Week 3: Body
I notice it most when I run. Somewhere around mile three or four, the thinking quiets down and something else takes over. The feet find their rhythm. The breath steadies. And for a little while, I'm not in my head anymore. I'm just here, in the body I've been given.
For many of us, the body has been the enemy. Or at best, the thing we're stuck in until we get to heaven. We've been taught that spirit is good and flesh is suspect. That the goal is to transcend the body, not inhabit it.
But the incarnation says something different. God took on flesh. A body that got hungry, that wept openly at the tomb of his friend, that trembled in the garden the night before he died, that cried out from the cross. Jesus did not rise above his body. He moved through it. If God chose to dwell in a body, then bodies are not obstacles to the sacred. They are where the sacred lives.
One of the earliest Christian writers, the apostle Paul, asked a strange question: "Do you not know that your body is a temple of the Holy Spirit within you?"
I've been sitting with that. The body as temple. Not the building where we go to meet God, but the place God has already moved into. The breath in my lungs is prayer. The heartbeat is holy. Which is a strange thing to say about a body that also gets sore from running, or indigestion from a spicy meal. But maybe that's exactly the point.

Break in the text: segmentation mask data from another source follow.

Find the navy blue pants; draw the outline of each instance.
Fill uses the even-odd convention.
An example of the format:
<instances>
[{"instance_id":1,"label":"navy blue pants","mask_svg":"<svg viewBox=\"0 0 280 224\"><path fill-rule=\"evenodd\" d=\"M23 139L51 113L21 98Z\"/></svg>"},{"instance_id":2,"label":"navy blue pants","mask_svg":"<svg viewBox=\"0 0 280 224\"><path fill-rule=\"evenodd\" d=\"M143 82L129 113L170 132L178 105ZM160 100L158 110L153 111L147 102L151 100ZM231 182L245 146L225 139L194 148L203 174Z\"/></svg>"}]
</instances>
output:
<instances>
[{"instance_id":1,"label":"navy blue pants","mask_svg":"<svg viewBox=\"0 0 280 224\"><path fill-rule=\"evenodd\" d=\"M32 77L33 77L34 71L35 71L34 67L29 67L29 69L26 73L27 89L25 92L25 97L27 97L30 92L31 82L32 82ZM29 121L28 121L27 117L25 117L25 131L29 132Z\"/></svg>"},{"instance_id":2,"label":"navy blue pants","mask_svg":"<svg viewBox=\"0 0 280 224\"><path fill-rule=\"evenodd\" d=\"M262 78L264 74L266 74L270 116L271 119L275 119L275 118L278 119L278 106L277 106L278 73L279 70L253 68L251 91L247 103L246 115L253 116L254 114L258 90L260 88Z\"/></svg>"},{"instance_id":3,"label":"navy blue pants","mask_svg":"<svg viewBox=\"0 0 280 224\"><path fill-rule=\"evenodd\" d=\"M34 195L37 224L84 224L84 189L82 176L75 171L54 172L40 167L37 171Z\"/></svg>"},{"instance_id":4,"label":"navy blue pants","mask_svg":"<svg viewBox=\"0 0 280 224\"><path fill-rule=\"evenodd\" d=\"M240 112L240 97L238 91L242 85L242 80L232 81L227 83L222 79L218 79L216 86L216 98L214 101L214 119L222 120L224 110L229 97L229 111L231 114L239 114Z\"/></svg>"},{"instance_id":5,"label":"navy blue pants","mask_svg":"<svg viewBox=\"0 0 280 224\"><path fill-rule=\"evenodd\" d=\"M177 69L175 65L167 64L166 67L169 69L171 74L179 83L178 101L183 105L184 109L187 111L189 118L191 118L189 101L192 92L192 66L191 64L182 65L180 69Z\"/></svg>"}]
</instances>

This changes how I understand presence. Presence isn't an idea. It isn't somewhere else. Presence has a location. It's here, in the flesh I've been given.
I've found that the body knows things before the mind catches up. It knows when something is true. It knows when something is wrong. It holds what we've been unwilling to face. The desert mothers and fathers, early contemplatives who went into the wilderness to pray, understood this. They weren't trying to escape the body. They were learning to inhabit it fully, to descend from the spinning mind into the quieter wisdom of bone and breath. For them, embodied practice wasn't preparation for prayer. It was prayer. The breath, the attention, the simple act of being present in the flesh. That was the meeting place.
This week, we practice arriving. Not going somewhere else to find God. Discovering that God is already here, in the body we've been given.
Where do you live? Where do you actually dwell?
Lectio Divina
Christ has no body but yours,
No hands, no feet on earth but yours,
Yours are the eyes with which he looks
Compassion on this world,
Yours are the feet with which he walks to do good,
Yours are the hands, with which he blesses all the world.